A pooled-cosine dual encoder compresses variable-length reasoning into a single vector. The geometry of that vector space is structurally incompatible with the relational distinctions natural language constantly makes. Even the canonical example — distinguishing "the dog bit the man" from "the man bit the dog" — is hard for pooled-cosine retrieval. The two sentences have nearly identical lexical content, and the geometric encoding cannot represent the structural difference robustly.
This identifies why training-recipe fixes have limited reach. Adding structure-targeted negatives during training can improve the discrimination locally but cannot overcome the underlying geometric constraint — the unit-sphere cosine space remains hostile to non-commutativity regardless of how the training objective is shaped. The constraint lives in the space, not in the training procedure.
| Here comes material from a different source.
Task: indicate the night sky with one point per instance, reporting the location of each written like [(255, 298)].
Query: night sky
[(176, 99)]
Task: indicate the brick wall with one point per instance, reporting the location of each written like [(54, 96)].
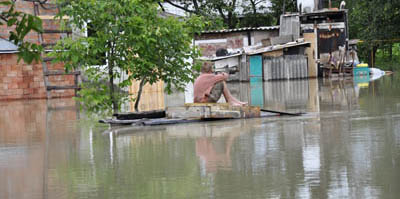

The implication is methodological. If the goal is faithful retrieval that respects compositional meaning, the architecture has to leave unit-sphere cosine space at some point. Token-level interaction (MaxSim, ColBERT), graph structures, or downstream verifiers operating on richer representations are routes around the constraint. Single-vector retrieval is the wrong tool for compositional sensitivity; pretending otherwise wastes training compute on a problem the architecture cannot solve.
The deeper observation is that representation geometry constrains what the space can represent independent of training. Designing for capability requires choosing a geometry that admits the relations you care about — and unit-sphere cosine, despite its efficiency advantages, admits a narrower set of relations than natural language uses.
Related concepts in this collection
-
Does training for compositional sensitivity hurt dense retrieval?
Dense retrieval excels at topical recall but struggles with meaning-level distinctions. Adding structure-targeted negatives during training might improve compositional sensitivity—but at what cost to overall retrieval performance?
same paper, the empirical trade-off this geometry explains
-
Can verification separate structural near-misses from topical matches?
Should retrieval pipelines use a separate verification stage to detect structural errors that dense retrievers miss? This explores whether splitting retrieval and verification solves the compositional sensitivity problem.
same paper, the architectural escape from the constraint
-
Can language models learn meaning without engaging the world?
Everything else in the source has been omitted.